Mix a pleasant camp site, thirty-plus rabbinic colleagues from across the liberal spectrum, great teachers along with a warm and supportive administrative presence, and you would expect to get a lovely . .|. conference, say, a professional net-working bonanza, or an intensive working session on a key communal project.

My six days at "camp" in January could indeed have fit that description, but would be deeply inaccurate and highly misleading at the same time. With (the larger) half of each day spent in silence, and the rest in highly structured sessions of study and reflection, the atmosphere of this Rabbinic Spirituality Institute could not have been more remote from the typical conference or meeting.

The goal - to provide working rabbis with a significant opportunity to attend to, and deepen, our spiritual practice; the method - four retreats over a two year period, time away that purposefully excludes external stimuli, including what we might think of as its benign forms such as pleasurable reading or
listening, all bridged by ongoing study with assigned hevruta/ study partners, including guidance from our masterful master teachers.
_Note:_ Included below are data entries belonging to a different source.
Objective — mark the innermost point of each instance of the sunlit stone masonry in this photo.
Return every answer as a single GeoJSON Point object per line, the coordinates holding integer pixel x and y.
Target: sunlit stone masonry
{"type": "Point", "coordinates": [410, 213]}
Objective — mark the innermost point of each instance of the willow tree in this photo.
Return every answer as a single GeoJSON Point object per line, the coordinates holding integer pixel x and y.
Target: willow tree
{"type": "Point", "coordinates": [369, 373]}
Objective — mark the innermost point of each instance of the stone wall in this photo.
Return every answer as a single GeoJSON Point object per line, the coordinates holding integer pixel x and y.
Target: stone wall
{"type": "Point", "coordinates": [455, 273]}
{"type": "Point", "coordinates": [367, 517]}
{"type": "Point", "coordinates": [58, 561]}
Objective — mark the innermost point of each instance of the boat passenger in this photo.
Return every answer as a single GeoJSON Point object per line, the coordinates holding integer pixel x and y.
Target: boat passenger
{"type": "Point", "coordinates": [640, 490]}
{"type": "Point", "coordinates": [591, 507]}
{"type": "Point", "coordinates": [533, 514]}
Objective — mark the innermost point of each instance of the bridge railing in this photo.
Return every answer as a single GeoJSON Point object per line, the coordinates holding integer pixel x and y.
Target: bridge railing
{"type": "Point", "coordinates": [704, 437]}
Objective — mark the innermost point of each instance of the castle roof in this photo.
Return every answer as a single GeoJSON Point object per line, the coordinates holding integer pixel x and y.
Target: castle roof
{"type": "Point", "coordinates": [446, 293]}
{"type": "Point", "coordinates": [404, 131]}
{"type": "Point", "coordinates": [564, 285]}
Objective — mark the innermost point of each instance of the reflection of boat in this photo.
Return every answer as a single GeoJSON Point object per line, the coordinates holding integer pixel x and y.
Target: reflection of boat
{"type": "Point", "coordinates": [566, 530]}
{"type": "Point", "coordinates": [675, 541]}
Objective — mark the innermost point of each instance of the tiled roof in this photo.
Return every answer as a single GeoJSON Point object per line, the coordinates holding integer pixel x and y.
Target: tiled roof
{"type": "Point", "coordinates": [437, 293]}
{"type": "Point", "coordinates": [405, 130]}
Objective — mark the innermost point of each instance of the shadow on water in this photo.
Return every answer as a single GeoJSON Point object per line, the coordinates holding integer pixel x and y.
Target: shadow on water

If this evokes a longing in you for some similar time away, or, at minimum, a wee opportunity to carve out some space for yourself to reflect on your spiritual journey, I'm eager to know about it. It's time for us at Beit Tikvah to take on - in addition to all that we do at services, in classes, in community activities, and in may other ways - more in-depth challenges for spiritual growth and exploration.

We - contemporary, post-modern Jews - have long been afraid of the S-word. It's one thing to declare a distaste for "organized religion" (to which I am won't reply, "You won't have to be too worried about this by us . . ."). Serious seekers of all paths understand, however, that the challenge is not related to the qualities associated with the path, such as, traditional, orthodox, eclectic, or contemplative. Rabbi Menahem Mendel of Kotsk, when asked what Hasidism was all about, replied: "Artbetn oyf zikh - to work on oneself."
We should all be such Hasids - through personal, family and community-centered efforts. Together, let us read inspired works, write of our spiritual journeys, study commentaries and instructional literature, sit in silence, sing in joy or - - - - you fill in the blanks.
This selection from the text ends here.